Sayangnya Pak Bayan memiliki watak yang keras. Sehingga ia pun tak mau menyerah. Pria paruh baya ini kembali menekan sang Putri dengan berbagai cara. Termasuk mengingatkan apa yang pernah majikannya berikan kepada keluarganya.
"Coba kamu ingat lagi Riana, Ayah kerja di sana sudah lima belas tahun. Apapun yang kita butuhkan, mereka selalu mencukupi. Masak giliran mereka minta tolong, begini balasan kita! Astaga Riana! Hati dan pikiran kamu di mana? Lagian kamu dengar sendiri apa yang mereka bilang kemarin kan? Mereka bakal mecat Ayah, dan minta utang kita dibayar segera. Belum lagi mereka juga bilang, bakalan nyetop uang sekolah adik kamu, biaya pengobatannya. Kalo sudah begitu, kita mesti gimana Riana? Astaga! " desak Bayan lagi seperti frustasi.
"Iya, tapi membantu kan nggak harus menikah, Yah. Kalo mereka mau aku jadi pengasuh cucu mereka, oke Riana mau. Atau merawat menantunya yang sakit, ya nggak pa-pa, Riana mau. Tapi nggak kalo jadi istri kedua, nggak Yah! Pokoknya enggak! Riana nggak mau. " Tangis gadis ini pecah. Karena, ia mulai lelah menghadapi desakan sang ayah.

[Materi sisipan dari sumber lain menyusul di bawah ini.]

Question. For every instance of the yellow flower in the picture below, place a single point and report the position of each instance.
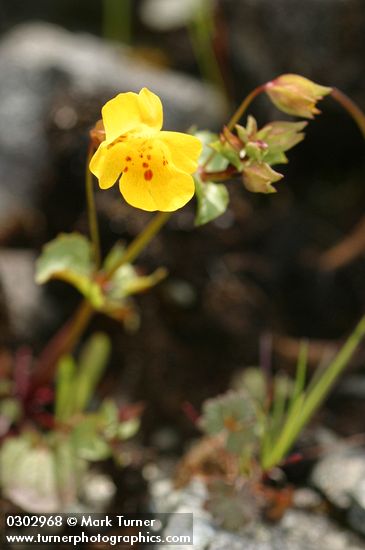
(154, 167)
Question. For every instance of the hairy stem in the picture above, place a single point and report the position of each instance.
(91, 210)
(141, 241)
(63, 342)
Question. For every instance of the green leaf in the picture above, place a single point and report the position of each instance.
(281, 136)
(68, 258)
(218, 163)
(227, 151)
(128, 428)
(65, 388)
(258, 177)
(126, 282)
(212, 201)
(232, 411)
(27, 475)
(88, 442)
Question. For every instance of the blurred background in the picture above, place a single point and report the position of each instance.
(249, 285)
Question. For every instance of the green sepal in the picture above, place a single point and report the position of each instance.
(212, 200)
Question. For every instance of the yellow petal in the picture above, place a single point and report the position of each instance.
(152, 181)
(130, 112)
(150, 107)
(108, 162)
(184, 149)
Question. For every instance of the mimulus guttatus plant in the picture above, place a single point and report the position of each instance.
(154, 167)
(156, 171)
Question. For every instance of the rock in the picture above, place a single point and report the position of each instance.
(356, 514)
(298, 530)
(311, 38)
(338, 474)
(28, 312)
(52, 78)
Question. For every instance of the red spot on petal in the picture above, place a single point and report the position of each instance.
(148, 175)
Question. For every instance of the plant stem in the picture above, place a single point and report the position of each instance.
(201, 30)
(91, 210)
(141, 241)
(350, 106)
(307, 403)
(244, 105)
(67, 337)
(235, 118)
(63, 342)
(117, 20)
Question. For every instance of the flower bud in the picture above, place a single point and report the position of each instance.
(259, 176)
(97, 134)
(295, 95)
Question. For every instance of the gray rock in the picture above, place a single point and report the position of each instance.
(41, 63)
(338, 474)
(27, 309)
(298, 530)
(356, 514)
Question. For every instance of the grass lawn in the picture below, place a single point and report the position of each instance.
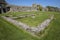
(10, 32)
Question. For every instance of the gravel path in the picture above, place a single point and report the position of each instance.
(37, 29)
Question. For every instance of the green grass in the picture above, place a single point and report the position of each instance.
(53, 32)
(10, 32)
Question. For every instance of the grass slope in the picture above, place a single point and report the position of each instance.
(11, 32)
(54, 29)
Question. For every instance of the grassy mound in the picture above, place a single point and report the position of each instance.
(10, 32)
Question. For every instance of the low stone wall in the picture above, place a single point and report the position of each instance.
(33, 30)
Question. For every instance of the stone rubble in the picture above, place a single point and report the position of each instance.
(34, 30)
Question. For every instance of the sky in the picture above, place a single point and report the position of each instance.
(44, 3)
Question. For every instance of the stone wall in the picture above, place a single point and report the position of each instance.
(22, 8)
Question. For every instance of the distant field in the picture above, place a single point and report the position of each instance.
(10, 32)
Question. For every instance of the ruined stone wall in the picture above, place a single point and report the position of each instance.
(22, 8)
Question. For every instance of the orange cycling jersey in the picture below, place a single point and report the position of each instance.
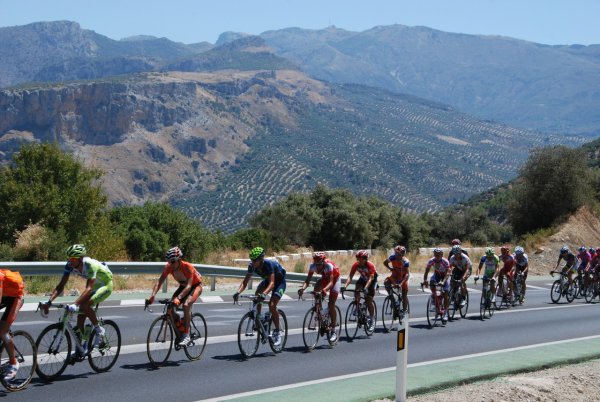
(12, 283)
(183, 273)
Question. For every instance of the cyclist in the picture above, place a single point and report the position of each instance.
(507, 272)
(11, 296)
(190, 288)
(400, 273)
(570, 263)
(366, 283)
(456, 242)
(461, 266)
(441, 273)
(522, 266)
(330, 281)
(273, 275)
(98, 287)
(492, 264)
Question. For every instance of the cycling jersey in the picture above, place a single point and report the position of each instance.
(183, 273)
(92, 269)
(267, 268)
(400, 266)
(12, 283)
(490, 264)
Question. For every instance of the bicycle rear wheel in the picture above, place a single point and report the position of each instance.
(351, 322)
(25, 354)
(198, 337)
(310, 329)
(159, 342)
(282, 332)
(248, 336)
(555, 291)
(53, 347)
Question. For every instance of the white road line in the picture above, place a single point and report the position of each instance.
(384, 370)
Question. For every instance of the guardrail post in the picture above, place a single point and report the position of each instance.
(401, 359)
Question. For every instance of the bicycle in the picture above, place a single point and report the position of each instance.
(26, 355)
(255, 328)
(55, 345)
(561, 288)
(436, 310)
(159, 342)
(359, 314)
(456, 299)
(317, 323)
(391, 311)
(519, 288)
(486, 305)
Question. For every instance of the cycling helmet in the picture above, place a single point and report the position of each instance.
(256, 253)
(362, 254)
(76, 251)
(319, 256)
(174, 252)
(400, 249)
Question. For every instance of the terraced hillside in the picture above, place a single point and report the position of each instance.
(416, 154)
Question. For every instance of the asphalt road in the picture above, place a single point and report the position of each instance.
(222, 371)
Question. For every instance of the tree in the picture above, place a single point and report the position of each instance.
(47, 186)
(552, 184)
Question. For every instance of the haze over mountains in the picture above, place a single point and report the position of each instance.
(221, 130)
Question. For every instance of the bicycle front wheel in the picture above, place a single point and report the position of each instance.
(53, 350)
(159, 342)
(25, 354)
(351, 321)
(282, 332)
(104, 355)
(198, 337)
(310, 329)
(248, 336)
(388, 314)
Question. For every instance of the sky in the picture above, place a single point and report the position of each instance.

"Mereka maunya kamu nglayanin putra mereka. Bukan menantu atau cucu mereka. Menantu mereka udah ada susternya. Cucu mereka juga udah ada babysitternya. Nggak perlu kamu lagi buat ngurus. Intinya kamu ngurus tuan muda, sudah begitu. Astaga Riana! Mau berapa kali Ayah jelasin ke kamu! Hah!" Bayan terlihat ngos-ngosan. Ternyata menghadapi penolakkan Riana tak kalah melelahkan. Sepertinya jantungnya terpacu lebih kencang. Riana memang sukses membuat emosi pria ini melesat kuat.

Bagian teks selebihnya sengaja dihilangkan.